By Michael d’Esterre

Guatemala – a riddle in its own right – continues to teach me even though the mission adventure is far behind me now. I cannot help but reflect once in a while on the differences between the way they live and the comfortable life we live in the United States.

There is no way to clearly explain everything I encountered in Guatemala. What I learned I am still processing and some of what I learned I have forgotten. It is difficult to take what one learns in another environment and apply it to one’s own. This was especially true for me of what I will dub the “Guat-Shock.”

The Guat-Shock is an event which I will always treasure because of the challenges it presented: not being able to understand their language, being a different skin color, completely different living styles, “poverty,” worship of God; these are a few examples of the many that made it a difficult, yet rewarding experience.

When I signed up to go on the mission trip, I really did not have any idea why I did other than God calling me to.

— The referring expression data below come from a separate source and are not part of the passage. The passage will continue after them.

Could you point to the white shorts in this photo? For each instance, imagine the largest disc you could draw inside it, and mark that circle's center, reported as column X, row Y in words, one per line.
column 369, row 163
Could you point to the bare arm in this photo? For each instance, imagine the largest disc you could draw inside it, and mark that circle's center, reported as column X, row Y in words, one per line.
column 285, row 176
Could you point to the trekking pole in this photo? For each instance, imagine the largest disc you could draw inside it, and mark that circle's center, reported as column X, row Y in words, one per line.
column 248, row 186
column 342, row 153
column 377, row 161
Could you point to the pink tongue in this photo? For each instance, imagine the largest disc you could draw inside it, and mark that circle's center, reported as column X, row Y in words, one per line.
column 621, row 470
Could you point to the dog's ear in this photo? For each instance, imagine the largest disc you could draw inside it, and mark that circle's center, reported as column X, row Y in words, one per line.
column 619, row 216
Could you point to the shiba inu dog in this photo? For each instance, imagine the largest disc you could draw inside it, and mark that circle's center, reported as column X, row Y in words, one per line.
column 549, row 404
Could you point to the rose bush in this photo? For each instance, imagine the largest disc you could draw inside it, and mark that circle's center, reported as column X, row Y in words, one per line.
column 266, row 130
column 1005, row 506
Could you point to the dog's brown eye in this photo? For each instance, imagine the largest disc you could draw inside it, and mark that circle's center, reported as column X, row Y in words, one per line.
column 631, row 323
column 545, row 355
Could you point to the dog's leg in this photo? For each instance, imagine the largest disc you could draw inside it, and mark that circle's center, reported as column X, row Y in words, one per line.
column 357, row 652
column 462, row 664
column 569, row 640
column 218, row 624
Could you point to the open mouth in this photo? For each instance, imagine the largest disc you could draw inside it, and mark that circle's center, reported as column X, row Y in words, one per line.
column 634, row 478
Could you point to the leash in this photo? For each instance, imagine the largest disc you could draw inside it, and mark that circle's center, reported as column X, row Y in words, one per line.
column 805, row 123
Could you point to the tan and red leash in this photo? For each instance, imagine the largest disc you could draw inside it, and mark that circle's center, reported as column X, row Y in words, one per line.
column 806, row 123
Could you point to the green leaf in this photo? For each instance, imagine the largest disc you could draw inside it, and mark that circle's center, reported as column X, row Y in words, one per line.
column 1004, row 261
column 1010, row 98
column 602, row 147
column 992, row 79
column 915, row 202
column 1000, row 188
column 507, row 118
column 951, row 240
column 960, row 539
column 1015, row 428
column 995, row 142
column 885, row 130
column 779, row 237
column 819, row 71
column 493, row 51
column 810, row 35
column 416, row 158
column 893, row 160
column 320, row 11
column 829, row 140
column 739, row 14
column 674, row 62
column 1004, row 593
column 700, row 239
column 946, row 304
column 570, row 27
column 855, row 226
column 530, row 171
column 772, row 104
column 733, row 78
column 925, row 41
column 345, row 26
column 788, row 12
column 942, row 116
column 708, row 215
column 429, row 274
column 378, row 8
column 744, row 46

I did not know what to expect, and even though we had many people describe what their experience was like in Guatemala (thank you to all who offered us insights), we still were not prepared for the shock of what life is like in Guatemala.

Many of us struggled throughout the trip trying to understand how these people could be happy with what they have. I remember one in our group sharing one night with us, how he saw some families with TVs and other gifts from different countries, and he pointed out, “that sure they will accept these gifts but they do not really make them any happier than they were.”

This really struck me. Here we are, all trying to send money and things to the people of Third World countries, so they can have what we have and it does not really make them happier! Sure they need basic needs like food, drink and decent living and health arrangements, but do they really need TV and other commercial products that we so commonly use?

I would like to share an excerpt from my journal, which I kept while on the trip. It is the last page before we returned home. “We were uncomfortable being there in a place where people had so little. I think commercialization has programmed us to think we need so many things, and that is why we feel uncomfortable with less staring us in the face. It is a feeling of wanting them to be comfortable, but in reality it is us who want to feel comfortable and not have our consciences plague us by the feeling that we have more than we need.

Society wants us to feel a need for things and that feeling saturates us so much that we place it in others as well. They are perfectly happy with less, so should we be satisfied with less?”

I share this reflection because it really struck a chord with me. I do not believe we should stop giving to the poor, but what I realized while in Guatemala is that, more than anything, they desire love. Sometimes all that takes is acknowledging them as part of the human family.

I would like to end with a challenge to all who read this. If you cannot make a trip down to visit our brothers and sisters in Christ in Guatemala, write a letter of greeting to the mission and the people of Guatemala. Ask Father Hazelton to share it with the congregation after Mass. Let them know that you care about them. Let them know that they are loved by Christ – through you.


Michael d’Esterre, a junior majoring in psychology at Carroll College, was among the pilgrimage group that visited the mission in May of last year. A group of students from the University of Missoula/Christ the King Parish will visit the Guatemala mission this May, along with Father Jeff Fleming.


Published in The Montana Catholic Online, Volume 24, No. 4, April 18, 2008.